PLayer Embiidings, A New force in NBA Analytics

December 28, 2019

While most of my hometown state of Texas adored (American) football growing up, my sports love was far and away basketball. Coming into sentience during the final peak years of his Airness, the seed in my heart for the game (to me, the game will always refer to basketball) continued to bloom over the years as the sport grew into the global phenomenon it is today.  

So, with the NBA season back in full swing, analyzing the best game in the world (in my biased unbiased opinion) was top of mind. Conveniently, at the start of every NBA season, me and a group of friends engage in gentlemanly wagers for which teams will have the best reputation by the end of the season. So, I thought, why not try and augment this year's predictions with a bit of data?

The project's origins thus began with a quick and dirty time series model that took prior year records to predict the following season’s records. Unfortunately, the predictions didn’t have much alpha over existing public models and suffered from many of the problems also experienced by FiveThirtyEight in their own early ELO models. So, focus switched to a more micro level - measuring and predicting the impact a player has on a game regardless of the team while accounting for playing composition. In other words, rather than build a model from the top down, let’s build a model from the bottom up.

This signal is especially important to capture given all the trades that happen in the offseason (e.g., AD, Kyrie, KD, Kawhi, Russell Westbrook, Jimmy Butler this year alone) and will undoubtedly happen in the upcoming trade window(s). Rather than approach this from a nearest neighbor model + Monte Carlo simulations like FiveThirtyEight, I landed on the hypothesis that a deep neural embedding would be even more valuable in capturing the many semantics of a player not available in the typical stat sheet.

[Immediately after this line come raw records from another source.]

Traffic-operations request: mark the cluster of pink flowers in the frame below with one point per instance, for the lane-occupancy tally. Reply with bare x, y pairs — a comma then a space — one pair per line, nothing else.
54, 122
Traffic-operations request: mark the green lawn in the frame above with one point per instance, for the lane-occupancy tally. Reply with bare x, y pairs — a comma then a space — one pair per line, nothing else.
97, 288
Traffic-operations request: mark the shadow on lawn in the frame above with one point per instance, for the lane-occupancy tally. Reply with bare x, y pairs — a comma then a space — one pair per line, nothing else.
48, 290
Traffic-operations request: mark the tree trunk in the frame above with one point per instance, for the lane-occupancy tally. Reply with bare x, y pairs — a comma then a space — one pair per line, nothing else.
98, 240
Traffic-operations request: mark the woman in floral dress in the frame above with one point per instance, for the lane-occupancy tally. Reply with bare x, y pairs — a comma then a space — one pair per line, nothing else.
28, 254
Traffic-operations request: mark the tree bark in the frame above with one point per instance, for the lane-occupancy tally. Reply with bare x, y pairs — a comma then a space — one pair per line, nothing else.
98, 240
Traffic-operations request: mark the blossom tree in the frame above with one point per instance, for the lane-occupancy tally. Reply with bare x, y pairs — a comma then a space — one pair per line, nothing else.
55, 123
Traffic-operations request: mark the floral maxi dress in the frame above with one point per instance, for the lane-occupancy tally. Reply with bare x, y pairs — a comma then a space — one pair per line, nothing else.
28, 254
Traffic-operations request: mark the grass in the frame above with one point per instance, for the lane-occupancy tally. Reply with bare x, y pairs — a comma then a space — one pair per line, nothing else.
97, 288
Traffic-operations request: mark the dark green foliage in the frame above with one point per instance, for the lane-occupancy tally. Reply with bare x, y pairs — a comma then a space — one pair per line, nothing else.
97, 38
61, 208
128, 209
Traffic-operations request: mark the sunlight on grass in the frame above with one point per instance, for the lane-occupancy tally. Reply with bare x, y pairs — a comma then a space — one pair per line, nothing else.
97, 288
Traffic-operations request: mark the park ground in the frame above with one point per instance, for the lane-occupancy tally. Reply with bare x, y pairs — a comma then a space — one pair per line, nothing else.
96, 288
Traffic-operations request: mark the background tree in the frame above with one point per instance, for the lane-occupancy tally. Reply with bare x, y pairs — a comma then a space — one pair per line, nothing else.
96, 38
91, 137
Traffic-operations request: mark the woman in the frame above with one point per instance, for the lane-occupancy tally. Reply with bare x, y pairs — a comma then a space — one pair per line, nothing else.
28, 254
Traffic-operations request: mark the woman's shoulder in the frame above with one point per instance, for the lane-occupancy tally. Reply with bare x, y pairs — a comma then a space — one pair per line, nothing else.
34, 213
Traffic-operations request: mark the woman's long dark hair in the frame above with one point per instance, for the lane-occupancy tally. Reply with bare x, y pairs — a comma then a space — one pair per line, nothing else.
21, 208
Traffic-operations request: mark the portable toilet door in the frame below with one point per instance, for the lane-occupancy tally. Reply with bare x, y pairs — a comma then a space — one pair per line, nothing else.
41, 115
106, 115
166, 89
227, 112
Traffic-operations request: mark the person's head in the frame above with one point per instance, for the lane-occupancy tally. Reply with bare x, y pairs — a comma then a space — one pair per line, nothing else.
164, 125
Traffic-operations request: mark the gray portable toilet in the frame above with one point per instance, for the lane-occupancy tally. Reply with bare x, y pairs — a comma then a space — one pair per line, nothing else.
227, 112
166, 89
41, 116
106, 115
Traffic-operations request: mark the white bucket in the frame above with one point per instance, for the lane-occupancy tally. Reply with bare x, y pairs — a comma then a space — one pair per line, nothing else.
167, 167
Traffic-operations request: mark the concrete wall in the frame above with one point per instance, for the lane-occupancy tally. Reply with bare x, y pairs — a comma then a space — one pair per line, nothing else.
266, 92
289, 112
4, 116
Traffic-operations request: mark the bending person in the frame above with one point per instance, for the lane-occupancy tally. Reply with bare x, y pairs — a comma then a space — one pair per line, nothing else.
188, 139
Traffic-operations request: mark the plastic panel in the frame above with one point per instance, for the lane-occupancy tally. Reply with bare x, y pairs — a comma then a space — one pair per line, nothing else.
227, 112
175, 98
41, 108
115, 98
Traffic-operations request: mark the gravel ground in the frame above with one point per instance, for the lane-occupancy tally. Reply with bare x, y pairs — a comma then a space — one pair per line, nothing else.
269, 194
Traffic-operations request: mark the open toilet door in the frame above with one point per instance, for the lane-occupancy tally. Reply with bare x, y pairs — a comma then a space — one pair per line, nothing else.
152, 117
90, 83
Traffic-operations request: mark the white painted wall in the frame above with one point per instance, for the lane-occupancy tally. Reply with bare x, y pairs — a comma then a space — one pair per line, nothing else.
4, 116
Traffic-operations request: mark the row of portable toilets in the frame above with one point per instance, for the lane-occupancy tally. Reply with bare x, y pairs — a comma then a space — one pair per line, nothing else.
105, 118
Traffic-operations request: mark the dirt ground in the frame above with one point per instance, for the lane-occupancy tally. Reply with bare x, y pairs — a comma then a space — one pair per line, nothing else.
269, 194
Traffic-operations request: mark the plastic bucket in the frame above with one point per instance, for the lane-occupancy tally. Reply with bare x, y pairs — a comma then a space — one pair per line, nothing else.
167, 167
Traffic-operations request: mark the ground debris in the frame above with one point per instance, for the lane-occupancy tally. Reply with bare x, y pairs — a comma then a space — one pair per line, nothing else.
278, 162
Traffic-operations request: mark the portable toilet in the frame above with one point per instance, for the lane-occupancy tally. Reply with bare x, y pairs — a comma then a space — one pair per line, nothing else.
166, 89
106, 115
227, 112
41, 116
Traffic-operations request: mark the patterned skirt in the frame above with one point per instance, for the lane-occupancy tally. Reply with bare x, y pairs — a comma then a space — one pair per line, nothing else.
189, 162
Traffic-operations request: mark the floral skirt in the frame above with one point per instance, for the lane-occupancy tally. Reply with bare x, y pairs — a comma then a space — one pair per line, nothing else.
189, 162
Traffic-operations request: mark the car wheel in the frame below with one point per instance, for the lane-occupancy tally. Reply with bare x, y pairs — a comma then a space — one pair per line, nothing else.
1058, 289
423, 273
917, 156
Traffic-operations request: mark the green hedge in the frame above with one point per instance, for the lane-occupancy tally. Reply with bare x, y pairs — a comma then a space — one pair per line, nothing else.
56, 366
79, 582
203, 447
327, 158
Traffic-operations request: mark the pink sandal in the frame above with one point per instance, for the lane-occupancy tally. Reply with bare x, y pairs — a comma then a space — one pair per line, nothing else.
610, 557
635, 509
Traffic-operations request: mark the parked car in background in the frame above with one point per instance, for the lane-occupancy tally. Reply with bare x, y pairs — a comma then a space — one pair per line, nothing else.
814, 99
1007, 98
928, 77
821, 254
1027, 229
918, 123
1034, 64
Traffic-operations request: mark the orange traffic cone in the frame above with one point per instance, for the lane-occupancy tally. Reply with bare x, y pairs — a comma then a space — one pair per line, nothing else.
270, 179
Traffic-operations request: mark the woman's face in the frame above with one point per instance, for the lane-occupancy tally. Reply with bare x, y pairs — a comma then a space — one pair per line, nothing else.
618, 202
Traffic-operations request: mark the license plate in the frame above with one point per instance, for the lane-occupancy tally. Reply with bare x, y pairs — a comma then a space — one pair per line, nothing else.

For those familiar with NLP, this would be like how word embeddings offered so much more value versus prior state of the art one-hot encodings. There was some prior art on creating deep embeddings but narrowly scoped for shot selection, which served as a reasonable foundation with which to construct more generalizable "Player Embiidings."

So, What are the Benefits of these Embiidings?

Everyone’s heard an announcer/coach/player say that stats can’t fully measure a player. Draymond himself was an enigma in the league for the longest time where new stats had to be developed to capture his impact on the floor. However, it’s the development of such new measurements (along with improved data capture, ease of data analysis/transformation/storage at scale, more sophisticated statistical interest in the game, and machine learning breakthroughs) that give me confidence in the ability of basketball “quants” to offer more value by augmenting the capabilities of the front office and coaching staff.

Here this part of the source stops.